The SEC Climate-Related Disclosures Rule will be a huge challenge for many companies, but how much are they prepared for the level of transparency required?
This climate-related disclosures rule will serve as a catalyst to invest the time, money, and resources required to map their supply chains and it’s expected to force thousands of them to disclose the full scope of their greenhouse gas emissions.
Specifically, listed companies with revenues over $75 million will be required to disclose information about the direct greenhouse gas emissions (Scope 1), the indirect emissions from purchased electricity or other forms of energy (Scope 2) and certain types of GHG emissions from upstream and downstream activities in its value chain (Scope 3).
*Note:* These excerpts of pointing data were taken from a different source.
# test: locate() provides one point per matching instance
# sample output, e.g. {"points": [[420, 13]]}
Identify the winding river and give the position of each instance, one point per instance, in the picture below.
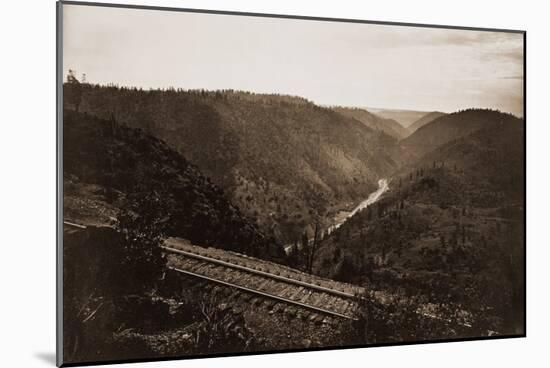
{"points": [[383, 186]]}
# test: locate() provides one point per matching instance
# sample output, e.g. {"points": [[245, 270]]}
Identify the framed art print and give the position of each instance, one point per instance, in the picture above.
{"points": [[233, 183]]}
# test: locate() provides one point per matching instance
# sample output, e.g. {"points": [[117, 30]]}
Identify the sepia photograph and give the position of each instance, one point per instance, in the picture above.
{"points": [[237, 183]]}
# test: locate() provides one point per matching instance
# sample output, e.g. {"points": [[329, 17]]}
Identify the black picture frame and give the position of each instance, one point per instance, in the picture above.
{"points": [[60, 188]]}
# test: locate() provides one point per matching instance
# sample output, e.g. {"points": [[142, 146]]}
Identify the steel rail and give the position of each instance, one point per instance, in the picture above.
{"points": [[263, 293], [262, 273]]}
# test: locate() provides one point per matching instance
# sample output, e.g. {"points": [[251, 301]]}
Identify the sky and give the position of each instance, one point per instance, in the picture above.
{"points": [[330, 63]]}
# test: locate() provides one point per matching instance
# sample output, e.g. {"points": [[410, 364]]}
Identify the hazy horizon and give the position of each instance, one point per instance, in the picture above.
{"points": [[330, 63]]}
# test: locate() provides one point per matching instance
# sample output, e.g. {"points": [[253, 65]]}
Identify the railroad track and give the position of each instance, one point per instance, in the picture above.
{"points": [[282, 288]]}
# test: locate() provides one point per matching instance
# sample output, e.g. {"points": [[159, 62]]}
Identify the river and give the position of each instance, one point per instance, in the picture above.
{"points": [[383, 186]]}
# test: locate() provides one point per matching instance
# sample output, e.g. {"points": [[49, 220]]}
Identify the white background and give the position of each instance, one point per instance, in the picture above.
{"points": [[27, 205]]}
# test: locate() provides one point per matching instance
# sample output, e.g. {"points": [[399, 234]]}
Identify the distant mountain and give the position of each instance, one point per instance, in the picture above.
{"points": [[491, 160], [375, 122], [429, 117], [404, 117], [453, 126], [452, 221], [282, 160], [105, 164]]}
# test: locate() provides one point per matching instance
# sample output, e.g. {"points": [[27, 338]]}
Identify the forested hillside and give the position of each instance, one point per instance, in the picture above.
{"points": [[453, 126], [428, 118], [109, 168], [447, 240], [375, 122], [282, 160]]}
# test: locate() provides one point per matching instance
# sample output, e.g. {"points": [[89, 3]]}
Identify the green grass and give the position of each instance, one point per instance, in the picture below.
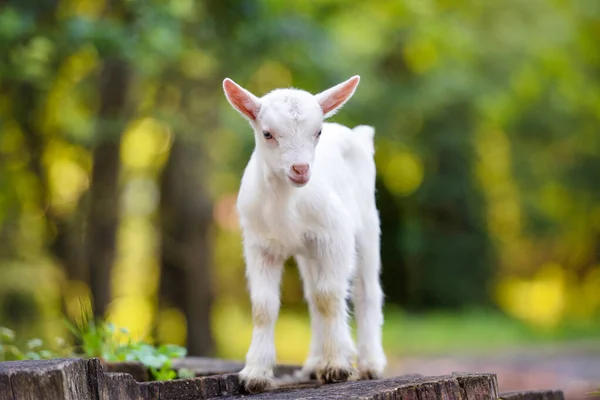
{"points": [[473, 331], [102, 340]]}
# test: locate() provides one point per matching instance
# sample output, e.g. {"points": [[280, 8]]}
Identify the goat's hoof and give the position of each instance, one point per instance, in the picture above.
{"points": [[257, 380], [334, 374], [369, 374]]}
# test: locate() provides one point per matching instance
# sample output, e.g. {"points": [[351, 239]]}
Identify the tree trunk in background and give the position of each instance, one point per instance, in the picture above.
{"points": [[186, 215], [103, 214]]}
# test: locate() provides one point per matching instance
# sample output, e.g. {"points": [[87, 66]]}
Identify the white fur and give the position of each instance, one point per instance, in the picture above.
{"points": [[330, 225]]}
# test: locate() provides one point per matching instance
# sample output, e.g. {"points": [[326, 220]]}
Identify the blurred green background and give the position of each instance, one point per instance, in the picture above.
{"points": [[120, 161]]}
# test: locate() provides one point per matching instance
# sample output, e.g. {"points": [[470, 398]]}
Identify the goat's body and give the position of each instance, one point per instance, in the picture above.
{"points": [[289, 221], [309, 192], [331, 227]]}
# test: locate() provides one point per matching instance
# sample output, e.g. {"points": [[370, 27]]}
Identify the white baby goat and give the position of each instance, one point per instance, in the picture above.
{"points": [[309, 192]]}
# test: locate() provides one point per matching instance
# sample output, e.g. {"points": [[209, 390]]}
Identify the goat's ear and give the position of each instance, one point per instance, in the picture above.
{"points": [[241, 99], [333, 98]]}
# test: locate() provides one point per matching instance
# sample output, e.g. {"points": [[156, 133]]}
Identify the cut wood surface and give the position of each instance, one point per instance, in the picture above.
{"points": [[87, 379]]}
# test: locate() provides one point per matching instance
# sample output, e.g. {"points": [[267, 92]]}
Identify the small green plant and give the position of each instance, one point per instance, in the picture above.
{"points": [[105, 341], [109, 343]]}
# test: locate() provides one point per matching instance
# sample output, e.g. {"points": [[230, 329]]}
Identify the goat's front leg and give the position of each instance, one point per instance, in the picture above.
{"points": [[263, 271], [334, 270]]}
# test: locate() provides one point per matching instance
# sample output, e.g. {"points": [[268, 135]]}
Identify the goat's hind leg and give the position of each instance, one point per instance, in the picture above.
{"points": [[263, 271], [308, 272], [328, 297], [368, 302]]}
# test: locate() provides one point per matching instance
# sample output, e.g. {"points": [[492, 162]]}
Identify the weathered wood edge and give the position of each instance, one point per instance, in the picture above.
{"points": [[86, 379]]}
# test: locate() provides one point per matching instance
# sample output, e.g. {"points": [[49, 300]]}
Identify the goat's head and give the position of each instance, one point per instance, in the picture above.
{"points": [[287, 124]]}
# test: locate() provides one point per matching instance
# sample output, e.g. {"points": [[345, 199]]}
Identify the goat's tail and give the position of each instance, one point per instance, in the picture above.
{"points": [[365, 134]]}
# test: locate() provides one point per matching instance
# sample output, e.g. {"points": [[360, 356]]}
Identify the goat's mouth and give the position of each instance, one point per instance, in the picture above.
{"points": [[299, 181]]}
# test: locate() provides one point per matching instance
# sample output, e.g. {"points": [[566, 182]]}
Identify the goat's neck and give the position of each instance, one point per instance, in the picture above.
{"points": [[273, 182]]}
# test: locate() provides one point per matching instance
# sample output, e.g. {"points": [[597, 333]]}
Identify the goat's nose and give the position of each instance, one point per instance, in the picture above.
{"points": [[300, 169]]}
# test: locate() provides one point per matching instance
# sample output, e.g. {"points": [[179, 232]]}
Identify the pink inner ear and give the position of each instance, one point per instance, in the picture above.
{"points": [[339, 95], [240, 99]]}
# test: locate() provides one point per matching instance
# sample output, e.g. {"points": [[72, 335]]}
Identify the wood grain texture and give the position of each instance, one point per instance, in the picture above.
{"points": [[44, 379], [76, 379]]}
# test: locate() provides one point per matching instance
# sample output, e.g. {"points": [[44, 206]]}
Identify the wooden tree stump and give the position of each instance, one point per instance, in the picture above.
{"points": [[79, 379]]}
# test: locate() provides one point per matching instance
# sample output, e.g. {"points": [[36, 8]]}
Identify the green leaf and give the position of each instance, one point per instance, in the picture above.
{"points": [[186, 373], [34, 343], [32, 355], [6, 335], [45, 354], [173, 351]]}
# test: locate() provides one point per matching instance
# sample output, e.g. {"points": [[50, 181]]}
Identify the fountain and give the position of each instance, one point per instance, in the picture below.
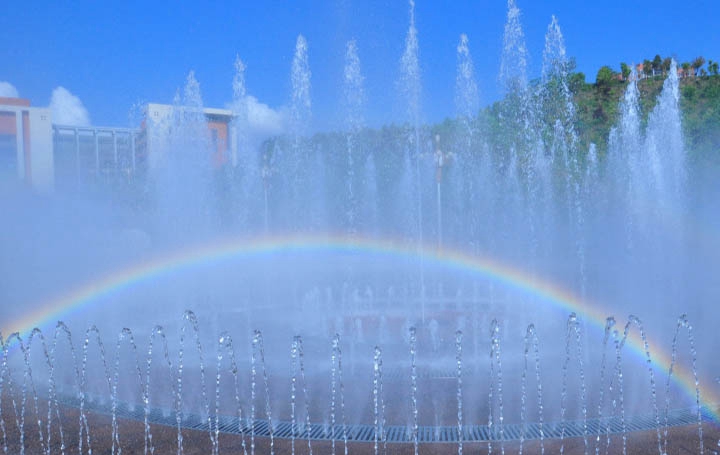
{"points": [[424, 288]]}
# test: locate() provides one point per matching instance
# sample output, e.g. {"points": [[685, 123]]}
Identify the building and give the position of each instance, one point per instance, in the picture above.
{"points": [[26, 147], [160, 119], [49, 156]]}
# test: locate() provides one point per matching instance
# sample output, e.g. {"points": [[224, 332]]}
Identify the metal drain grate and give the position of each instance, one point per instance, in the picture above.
{"points": [[397, 433]]}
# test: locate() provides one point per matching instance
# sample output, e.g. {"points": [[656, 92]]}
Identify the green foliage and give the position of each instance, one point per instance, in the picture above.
{"points": [[713, 68], [647, 67], [624, 70], [605, 76], [697, 64]]}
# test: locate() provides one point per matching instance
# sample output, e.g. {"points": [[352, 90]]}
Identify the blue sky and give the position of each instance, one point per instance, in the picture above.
{"points": [[113, 55]]}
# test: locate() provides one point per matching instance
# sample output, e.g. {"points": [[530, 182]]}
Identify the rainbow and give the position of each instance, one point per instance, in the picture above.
{"points": [[229, 249]]}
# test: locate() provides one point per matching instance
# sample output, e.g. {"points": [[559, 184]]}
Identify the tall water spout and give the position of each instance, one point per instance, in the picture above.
{"points": [[354, 99]]}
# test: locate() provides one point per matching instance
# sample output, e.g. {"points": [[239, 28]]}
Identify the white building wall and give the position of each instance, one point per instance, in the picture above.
{"points": [[41, 149]]}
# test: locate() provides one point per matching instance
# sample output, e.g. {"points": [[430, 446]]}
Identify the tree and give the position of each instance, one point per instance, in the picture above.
{"points": [[686, 68], [647, 68], [666, 64], [624, 70], [604, 77], [697, 64], [657, 64], [713, 67], [576, 81]]}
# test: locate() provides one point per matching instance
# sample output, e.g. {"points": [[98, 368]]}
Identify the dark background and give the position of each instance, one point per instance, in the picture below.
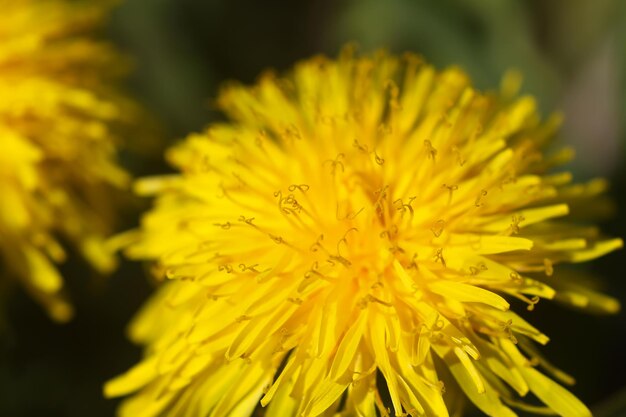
{"points": [[572, 54]]}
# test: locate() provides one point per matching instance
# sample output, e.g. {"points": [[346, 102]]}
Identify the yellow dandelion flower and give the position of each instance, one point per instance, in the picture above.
{"points": [[348, 245], [58, 111]]}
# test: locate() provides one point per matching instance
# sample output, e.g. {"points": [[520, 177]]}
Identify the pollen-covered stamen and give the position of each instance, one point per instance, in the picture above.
{"points": [[362, 165]]}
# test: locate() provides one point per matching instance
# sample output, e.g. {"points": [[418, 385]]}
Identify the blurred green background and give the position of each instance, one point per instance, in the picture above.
{"points": [[572, 54]]}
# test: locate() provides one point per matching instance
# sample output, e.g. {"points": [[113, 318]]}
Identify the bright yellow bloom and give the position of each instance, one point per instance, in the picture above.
{"points": [[58, 117], [351, 241]]}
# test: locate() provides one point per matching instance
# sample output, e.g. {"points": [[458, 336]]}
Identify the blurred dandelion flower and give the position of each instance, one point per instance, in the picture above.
{"points": [[347, 245], [58, 117]]}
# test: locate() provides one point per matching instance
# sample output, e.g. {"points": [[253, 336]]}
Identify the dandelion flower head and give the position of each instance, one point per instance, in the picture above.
{"points": [[58, 112], [350, 243]]}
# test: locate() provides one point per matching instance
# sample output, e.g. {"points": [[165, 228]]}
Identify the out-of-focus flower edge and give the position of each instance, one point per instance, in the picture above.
{"points": [[61, 116]]}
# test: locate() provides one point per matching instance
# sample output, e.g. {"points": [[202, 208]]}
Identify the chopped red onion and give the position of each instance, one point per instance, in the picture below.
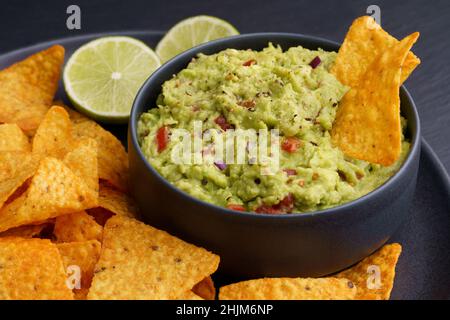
{"points": [[315, 62], [221, 165]]}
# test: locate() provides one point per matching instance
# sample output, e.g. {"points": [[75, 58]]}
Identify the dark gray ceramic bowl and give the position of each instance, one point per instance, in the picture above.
{"points": [[253, 245]]}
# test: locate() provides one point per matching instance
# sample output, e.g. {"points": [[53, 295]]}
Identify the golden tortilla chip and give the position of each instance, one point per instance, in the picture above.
{"points": [[77, 226], [367, 124], [205, 289], [140, 262], [12, 138], [30, 231], [16, 168], [27, 88], [290, 289], [364, 42], [82, 160], [364, 274], [83, 255], [54, 190], [54, 136], [31, 269], [112, 157], [189, 295]]}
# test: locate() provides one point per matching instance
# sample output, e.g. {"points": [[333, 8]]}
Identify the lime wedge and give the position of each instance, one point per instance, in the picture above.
{"points": [[103, 76], [191, 32]]}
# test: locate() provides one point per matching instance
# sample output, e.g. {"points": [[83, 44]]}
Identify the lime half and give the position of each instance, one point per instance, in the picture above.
{"points": [[191, 32], [103, 76]]}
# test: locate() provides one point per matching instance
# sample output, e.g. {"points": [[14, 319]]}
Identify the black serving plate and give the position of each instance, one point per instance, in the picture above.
{"points": [[423, 268]]}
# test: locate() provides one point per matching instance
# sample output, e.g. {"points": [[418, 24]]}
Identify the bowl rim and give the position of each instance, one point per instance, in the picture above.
{"points": [[340, 209]]}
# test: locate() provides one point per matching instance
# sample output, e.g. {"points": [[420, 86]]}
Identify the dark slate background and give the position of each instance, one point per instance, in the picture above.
{"points": [[23, 23]]}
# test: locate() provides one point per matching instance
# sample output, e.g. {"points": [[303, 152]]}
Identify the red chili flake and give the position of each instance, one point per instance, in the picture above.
{"points": [[291, 144], [236, 207], [223, 123], [359, 175], [162, 138], [249, 104], [248, 63], [315, 62], [290, 172]]}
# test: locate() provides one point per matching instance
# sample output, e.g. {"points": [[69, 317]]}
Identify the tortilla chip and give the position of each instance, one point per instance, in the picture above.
{"points": [[77, 226], [205, 289], [289, 289], [54, 136], [112, 157], [82, 160], [85, 255], [31, 269], [16, 168], [367, 124], [140, 262], [27, 88], [12, 138], [189, 295], [54, 190], [364, 42], [30, 231], [361, 274]]}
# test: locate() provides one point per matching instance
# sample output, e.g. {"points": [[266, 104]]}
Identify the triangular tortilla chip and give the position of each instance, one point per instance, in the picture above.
{"points": [[16, 167], [112, 157], [82, 160], [77, 226], [289, 289], [12, 138], [27, 88], [364, 42], [31, 269], [54, 135], [364, 274], [140, 262], [83, 255], [205, 289], [367, 124], [54, 190], [30, 231]]}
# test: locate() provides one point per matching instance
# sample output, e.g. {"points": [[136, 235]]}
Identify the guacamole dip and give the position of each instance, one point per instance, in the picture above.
{"points": [[291, 91]]}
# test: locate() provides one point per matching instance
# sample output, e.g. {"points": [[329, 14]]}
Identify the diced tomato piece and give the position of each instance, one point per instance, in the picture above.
{"points": [[223, 123], [291, 144], [284, 206], [290, 172], [236, 207], [248, 63], [162, 138]]}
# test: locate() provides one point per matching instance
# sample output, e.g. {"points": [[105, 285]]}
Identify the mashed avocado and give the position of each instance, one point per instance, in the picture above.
{"points": [[292, 91]]}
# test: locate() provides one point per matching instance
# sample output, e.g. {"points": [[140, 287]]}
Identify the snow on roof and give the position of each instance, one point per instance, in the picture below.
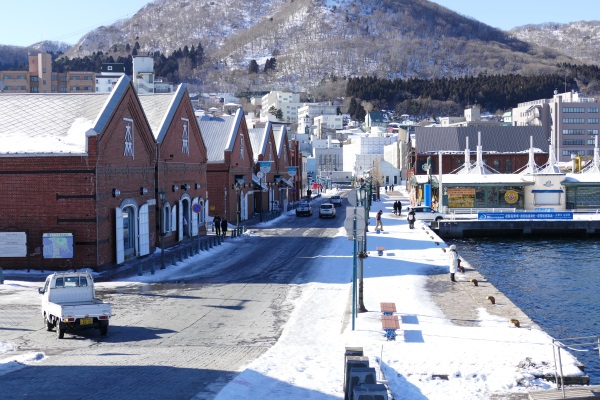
{"points": [[48, 123]]}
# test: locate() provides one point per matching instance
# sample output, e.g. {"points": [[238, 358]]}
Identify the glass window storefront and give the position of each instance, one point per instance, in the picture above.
{"points": [[486, 197], [583, 197]]}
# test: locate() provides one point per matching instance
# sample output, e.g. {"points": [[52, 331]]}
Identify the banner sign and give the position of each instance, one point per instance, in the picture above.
{"points": [[57, 245], [13, 244], [524, 215]]}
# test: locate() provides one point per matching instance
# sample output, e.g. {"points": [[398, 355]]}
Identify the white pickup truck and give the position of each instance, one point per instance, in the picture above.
{"points": [[69, 303]]}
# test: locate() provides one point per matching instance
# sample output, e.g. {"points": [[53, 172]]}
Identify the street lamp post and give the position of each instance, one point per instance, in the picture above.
{"points": [[362, 251], [238, 189], [225, 203], [162, 195]]}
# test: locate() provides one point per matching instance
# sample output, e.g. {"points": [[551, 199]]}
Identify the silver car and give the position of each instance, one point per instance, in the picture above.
{"points": [[335, 200], [426, 213], [327, 210]]}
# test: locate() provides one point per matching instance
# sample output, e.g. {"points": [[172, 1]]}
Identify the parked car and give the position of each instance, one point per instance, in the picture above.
{"points": [[304, 208], [335, 200], [69, 303], [326, 210], [426, 213]]}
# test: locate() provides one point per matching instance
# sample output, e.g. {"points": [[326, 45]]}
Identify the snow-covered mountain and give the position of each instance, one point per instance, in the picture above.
{"points": [[580, 40], [317, 41]]}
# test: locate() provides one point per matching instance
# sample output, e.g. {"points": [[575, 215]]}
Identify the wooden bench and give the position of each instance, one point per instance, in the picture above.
{"points": [[390, 323], [388, 308]]}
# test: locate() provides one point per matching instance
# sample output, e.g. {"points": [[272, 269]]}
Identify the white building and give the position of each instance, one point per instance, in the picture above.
{"points": [[143, 74], [361, 153], [110, 73], [287, 102], [308, 112], [328, 156], [570, 121]]}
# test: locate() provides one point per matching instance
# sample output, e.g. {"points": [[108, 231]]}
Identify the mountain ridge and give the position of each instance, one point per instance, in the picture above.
{"points": [[318, 41]]}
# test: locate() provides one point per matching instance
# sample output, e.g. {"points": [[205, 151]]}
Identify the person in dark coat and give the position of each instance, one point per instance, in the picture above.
{"points": [[379, 224], [224, 227], [217, 224], [411, 218]]}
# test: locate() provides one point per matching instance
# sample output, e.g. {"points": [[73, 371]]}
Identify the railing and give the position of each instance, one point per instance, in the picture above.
{"points": [[453, 212], [580, 344]]}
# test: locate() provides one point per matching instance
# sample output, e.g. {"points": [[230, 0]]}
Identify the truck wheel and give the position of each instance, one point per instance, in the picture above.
{"points": [[60, 331], [49, 325]]}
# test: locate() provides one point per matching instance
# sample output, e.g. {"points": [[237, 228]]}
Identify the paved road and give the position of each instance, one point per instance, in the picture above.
{"points": [[181, 339]]}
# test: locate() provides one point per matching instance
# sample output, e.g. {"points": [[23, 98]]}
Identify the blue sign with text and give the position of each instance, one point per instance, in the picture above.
{"points": [[524, 215]]}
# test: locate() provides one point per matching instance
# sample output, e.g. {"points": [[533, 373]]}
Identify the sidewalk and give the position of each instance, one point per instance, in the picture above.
{"points": [[453, 343]]}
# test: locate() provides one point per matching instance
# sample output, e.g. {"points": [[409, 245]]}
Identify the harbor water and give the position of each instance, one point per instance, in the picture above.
{"points": [[555, 282]]}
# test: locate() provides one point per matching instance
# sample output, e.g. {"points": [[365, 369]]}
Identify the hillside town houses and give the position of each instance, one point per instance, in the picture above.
{"points": [[95, 178]]}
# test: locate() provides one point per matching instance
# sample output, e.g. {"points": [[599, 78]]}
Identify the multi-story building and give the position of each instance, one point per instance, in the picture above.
{"points": [[309, 112], [570, 121], [287, 102], [41, 79], [110, 73]]}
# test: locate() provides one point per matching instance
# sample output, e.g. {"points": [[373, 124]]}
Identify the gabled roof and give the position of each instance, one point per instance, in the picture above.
{"points": [[219, 134], [160, 110], [256, 135], [280, 135], [502, 139], [259, 137], [51, 123]]}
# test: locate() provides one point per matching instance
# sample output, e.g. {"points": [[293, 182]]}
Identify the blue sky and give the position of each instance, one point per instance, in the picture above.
{"points": [[67, 20], [507, 14]]}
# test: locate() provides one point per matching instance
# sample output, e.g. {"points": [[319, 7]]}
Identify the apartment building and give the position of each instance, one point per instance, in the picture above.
{"points": [[570, 121], [309, 112], [41, 79], [287, 102], [110, 73]]}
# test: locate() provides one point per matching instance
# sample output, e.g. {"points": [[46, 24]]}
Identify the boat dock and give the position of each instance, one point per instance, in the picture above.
{"points": [[461, 228], [579, 393]]}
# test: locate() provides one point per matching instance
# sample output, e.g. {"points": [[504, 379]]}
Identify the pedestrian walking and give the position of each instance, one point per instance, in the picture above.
{"points": [[453, 262], [411, 218], [379, 224], [224, 227], [217, 224]]}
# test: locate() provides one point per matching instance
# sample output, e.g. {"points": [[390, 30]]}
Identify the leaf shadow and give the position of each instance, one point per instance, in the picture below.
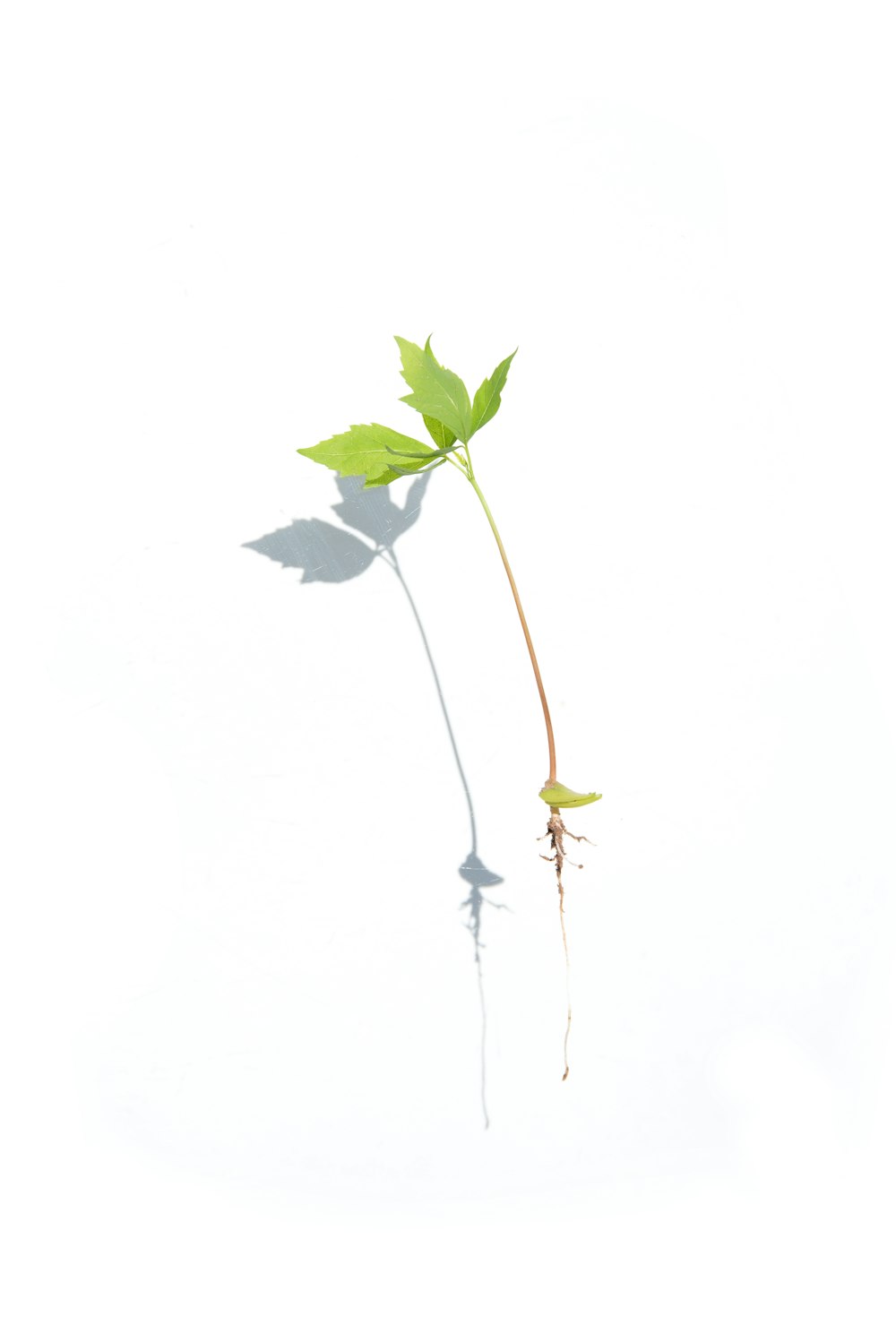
{"points": [[328, 553]]}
Furthermore, according to the SEC fact sheet, they may be required to provide their disclosures early in 2024, using their 2023 numbers.
Which are the Upstream activities?
These activities encompass the processes that occur before the company’s own operations begin, typically involving suppliers, raw material sourcing, and logistics. Upstream activities often include extraction or cultivation of raw materials, transportation and distribution, as well as any outsourced processes involved in the production of goods or services.
Which are the Downstream activities?
Downstream activities occur after the company’s own operations and involve the distribution, marketing, sales, and support of the final products or services. This includes activities such as product assembly, packaging, distribution logistics, marketing campaigns, retailing, and customer service.
Are companies really prepared?
Scope 3 emissions account for up to 75 percent of a company’s total footprint and many of them have very poor visibility beyond their Tier 1 suppliers. They require immense amounts of time and money as these emissions are more than just suppliers. They are the entire depth of the supply chain. Moreover, the lack of direct control by companies over the requisite data along with the poor transparency can drive into many “black holes” in their supply chains.
The rule was designed to increase consistency and transparency in GHG accounting. If companies have already publicly set climate-related targets or goals, they need to disclose how they intend to meet them.
Smaller companies with less than $100 million in annual revenue will not be part of the requirement for now, however, Scope 3 emissions are generated outside the company’s control and greatly affected by other small companies throughout their value chain. This means that compliance would be required from them sooner or later.